Treating cancer for the non-metastatic stage is possible by drugs or by chemotherapy, but if the disease has spread to other organs, it becomes very difficult to diagnose on time and accordingly provide treatment. In this paper, we use the biological similarity between genes to identify functionally related modules. Gene expression data only consider the preparatory information available during the experiments. Analyzing the modules using only a part of the laboratory information would not be justifiable as genes are known to be functionally correlated in nature. Therefore, we use both topological and functional properties of genes to find biologically significant modules. Finding modules with high coherence is very essential in our case, as the main target of this work is to analyze the different characteristics of genes including the causal genes of breast cancer from different perspective. Such an analysis incorporating evidence from published literature can be used by biologists and other researchers to carry forward their work on these genes and their associated features.

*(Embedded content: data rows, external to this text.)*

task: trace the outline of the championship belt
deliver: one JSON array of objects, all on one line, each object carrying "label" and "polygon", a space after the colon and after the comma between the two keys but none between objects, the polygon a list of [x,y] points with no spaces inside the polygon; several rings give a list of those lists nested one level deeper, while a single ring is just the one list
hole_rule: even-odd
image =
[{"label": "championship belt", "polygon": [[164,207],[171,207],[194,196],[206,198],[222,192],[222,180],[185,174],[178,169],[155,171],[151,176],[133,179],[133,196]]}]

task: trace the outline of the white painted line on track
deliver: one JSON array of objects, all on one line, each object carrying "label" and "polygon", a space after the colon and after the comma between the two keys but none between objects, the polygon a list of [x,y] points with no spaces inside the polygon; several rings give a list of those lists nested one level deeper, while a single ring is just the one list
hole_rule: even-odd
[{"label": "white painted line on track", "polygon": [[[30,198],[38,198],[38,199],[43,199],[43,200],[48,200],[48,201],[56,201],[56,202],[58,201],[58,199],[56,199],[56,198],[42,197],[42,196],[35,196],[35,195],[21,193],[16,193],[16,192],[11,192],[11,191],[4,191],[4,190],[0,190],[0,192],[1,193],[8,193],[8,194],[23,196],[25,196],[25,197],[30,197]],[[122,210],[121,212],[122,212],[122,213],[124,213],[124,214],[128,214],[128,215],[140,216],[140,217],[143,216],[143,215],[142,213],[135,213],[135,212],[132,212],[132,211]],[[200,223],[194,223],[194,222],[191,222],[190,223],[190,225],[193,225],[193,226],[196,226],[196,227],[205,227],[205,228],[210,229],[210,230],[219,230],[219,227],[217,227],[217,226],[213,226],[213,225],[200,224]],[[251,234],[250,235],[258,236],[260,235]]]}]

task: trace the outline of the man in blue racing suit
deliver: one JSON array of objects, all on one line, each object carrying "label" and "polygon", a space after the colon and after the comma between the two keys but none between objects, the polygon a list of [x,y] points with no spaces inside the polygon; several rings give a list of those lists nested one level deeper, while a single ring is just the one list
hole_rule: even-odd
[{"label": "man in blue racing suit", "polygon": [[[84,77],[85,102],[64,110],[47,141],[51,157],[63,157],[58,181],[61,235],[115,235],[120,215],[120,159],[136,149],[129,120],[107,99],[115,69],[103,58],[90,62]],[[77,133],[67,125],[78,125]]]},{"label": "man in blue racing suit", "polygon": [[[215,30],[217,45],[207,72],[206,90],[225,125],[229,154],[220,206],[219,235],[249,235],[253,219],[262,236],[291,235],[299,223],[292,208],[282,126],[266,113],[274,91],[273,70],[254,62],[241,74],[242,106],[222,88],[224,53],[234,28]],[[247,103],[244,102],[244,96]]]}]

This work provides a comprehensive study of biomarkers associated with breast cancer. In this paper, we make the following contributions.

  • We propose an effective gene-gene network module extraction technique from micro-array gene expression data. We use both the toplogical and functional characteristics of the gene networks to find highly enriched modules.

  • We analyze members of these modules from different perspectives, eg., expression patterns and pathways.

  • We identify relevant pathways by analyzing modules for both the stages. Such pathways provide an insight into the role of each gene in the body and can be further extended to identify its role during disease progression.

  • We discover certain interesting characteristics of causal genes such as MET and WARS.

  • We find three more pathways to be associated with the metastasis stage of the disease. These pathways can be further explored to find their role in progression of the disease.

Experimental Results

We implemented our network construction and module extraction method in MATLAB running on an HP Z 800 workstation with two 2.4 GHz Intel(R) Xeon(R) processors and 12 GB RAM, using the Windows7 operating system. The semantic similarity for a given pair of genes is found using the GOSemSim package7 in R.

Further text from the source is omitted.